第31話

「エーリヒに、話さなくてはいけないことがあるの」

 ふたりの家に戻ったあと、クロエはそう切り出した。

 勢いとはいえ、結婚の話まで出したのだから、さすがに話さないわけにはいかなかいだろう。

 結婚の話をしてからずっと上機嫌なエーリヒは、クロエの改まった声に不思議そうに首を傾げる。

「俺に?」

「うん。私の愛はふたり分だって言ったでしょう?」

 不安を押し隠し、わざと明るくそう言うと、エーリヒは頷いた。

「それだけ愛してくれているのかなと思っていたけど、違う意味があった?」

「ええと……」

 いざ話すとなると緊張する。

 拒絶されたらと思うと、少し怖かった。

 そんなクロエの手を、エーリヒは優しく握りしめる。

「なんでも聞くよ。
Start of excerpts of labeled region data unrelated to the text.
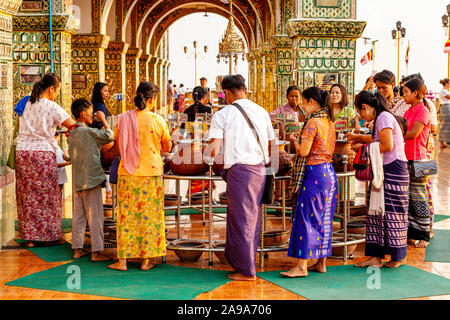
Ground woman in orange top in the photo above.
[109,82,172,271]
[281,87,337,278]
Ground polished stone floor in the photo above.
[0,138,450,300]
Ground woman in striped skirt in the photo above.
[439,78,450,148]
[403,79,431,248]
[347,91,409,268]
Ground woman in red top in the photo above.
[403,79,431,248]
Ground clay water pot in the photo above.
[100,142,120,168]
[333,141,356,172]
[213,243,229,264]
[276,150,295,177]
[172,240,205,262]
[170,140,209,176]
[219,192,227,204]
[331,244,357,257]
[212,152,225,176]
[164,194,181,207]
[161,152,173,173]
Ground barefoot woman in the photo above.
[281,87,337,278]
[403,79,431,248]
[347,91,409,268]
[109,82,172,271]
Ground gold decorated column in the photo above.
[262,43,276,112]
[105,41,128,114]
[126,47,142,110]
[254,49,264,106]
[139,54,152,82]
[247,52,256,101]
[156,58,165,115]
[273,35,295,106]
[72,33,109,99]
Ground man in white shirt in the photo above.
[209,75,275,281]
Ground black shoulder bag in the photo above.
[233,103,275,204]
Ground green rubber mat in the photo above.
[257,265,450,300]
[6,257,230,300]
[164,207,227,217]
[434,214,450,223]
[16,218,72,233]
[14,239,73,262]
[425,229,450,262]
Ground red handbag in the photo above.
[353,144,373,182]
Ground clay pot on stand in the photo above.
[276,141,295,177]
[333,141,356,172]
[100,141,120,168]
[212,152,225,176]
[170,140,209,176]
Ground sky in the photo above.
[169,0,450,92]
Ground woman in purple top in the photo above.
[347,91,409,268]
[270,86,308,122]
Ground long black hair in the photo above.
[192,86,208,114]
[355,91,405,135]
[302,87,334,121]
[30,73,61,103]
[134,81,159,110]
[91,82,107,106]
[403,78,431,110]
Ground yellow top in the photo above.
[114,111,170,177]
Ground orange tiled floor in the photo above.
[0,138,450,300]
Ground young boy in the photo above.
[55,130,72,196]
[67,98,114,261]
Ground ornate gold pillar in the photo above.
[0,0,22,247]
[105,41,128,114]
[273,35,295,106]
[139,54,152,82]
[255,49,264,106]
[160,59,170,117]
[262,43,277,112]
[247,52,256,101]
[286,0,367,104]
[155,58,166,115]
[72,33,109,100]
[12,0,75,112]
[126,47,142,110]
[148,56,158,85]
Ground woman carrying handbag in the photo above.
[346,91,409,268]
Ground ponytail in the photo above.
[355,91,404,136]
[134,92,147,110]
[30,73,61,103]
[134,81,159,110]
[302,87,334,121]
[192,86,208,114]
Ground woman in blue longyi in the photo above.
[281,87,337,278]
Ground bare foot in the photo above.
[141,259,155,271]
[91,252,111,262]
[308,259,327,273]
[383,258,406,269]
[280,267,308,278]
[42,239,66,247]
[73,249,87,259]
[415,240,430,248]
[25,241,34,248]
[228,272,256,281]
[108,261,128,271]
[355,257,383,268]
クロエのことなら、どんなことでも知りたい」

「……すごく、変な話で。信じられないかもしれない」

「クロエの言葉なら信じるよ」

 そんな優しい言葉にも、まだ決心がつかなかった。

 エーリヒに嫌われてしまうかもしれない。

 それがこんなにも怖い。

「もしかしたら、私のことが嫌いになってしまうかもしれないわ」

「それだけはない」

「私が、クロエじゃなくても?」

 思い切ってそう言うと、エーリヒは少し驚いた様子を見せたものの、クロエを気遣うように優しく言った。

「もしかして、クロエに昔の記憶がないことか?」

「え……」

「俺はずっと前からクロエを見ていたんだ。昔と少し違うと、わかっていた」

 まさかエーリヒが、そのことに気が付いていたなんて思わなかった。

 クロエは動揺して、視線を彷徨わせる。

「座って話そうか」

 エーリヒはそんなクロエの手を引いて応接間まで行くと、ソファーに座らせて自分も隣に座った。
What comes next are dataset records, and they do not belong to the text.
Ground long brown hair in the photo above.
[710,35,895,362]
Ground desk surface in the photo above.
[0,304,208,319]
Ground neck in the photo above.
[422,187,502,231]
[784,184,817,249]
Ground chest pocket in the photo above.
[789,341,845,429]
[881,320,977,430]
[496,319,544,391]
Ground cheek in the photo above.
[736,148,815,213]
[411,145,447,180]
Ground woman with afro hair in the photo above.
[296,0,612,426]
「クロエが記憶をなくしたのは、キリフに婚約破棄をされたときで間違いない?」

「……うん。そうね」

 たしかに彼の言うように、前世の記憶が蘇ったのはあの瞬間だ。

 こくりと頷くと、それを見たエーリヒの瞳に、昏い色が宿る。

「クロエが絶望した顔で座り込んでいるところを見たとき、あの男を殺そうと思った。そうすればクロエは、あの男から解放される。王女に囚われていた俺がクロエのためにできるのは、もうそれしかないと思っていた」

 そのときの怒りを思い出したのか、エーリヒの顔が険しくなる。

「そんな……」

 エーリヒは、クロエが婚約破棄された場面を見ていた。

 その話は再会したときに彼から聞いていたが、まさかクロエのためにキリフを殺そうと決意していたなんて思わなかった。

「でもクロエは自分で逃げ出していた。だからあの男を殺すよりも、追いかけてクロエを守ることを選んだ」

 それを聞いて、あのとき逃げ出すことを選んでよかったと、心からそう思う。

 もしクロエが動けずにそのまま晒し者になっていたら、エーリヒは迷わずキリフを手にかけていたに違いない。

 あれでも第二王子だ。

 しかもエーリヒは王女が嫁ぐための障害になると思われていたようだから、下手したらその場で切り捨てられていた。

 そして以前のクロエなら、きっとそんな状況に耐えられずに、間違いなくエーリヒの後を追っていた。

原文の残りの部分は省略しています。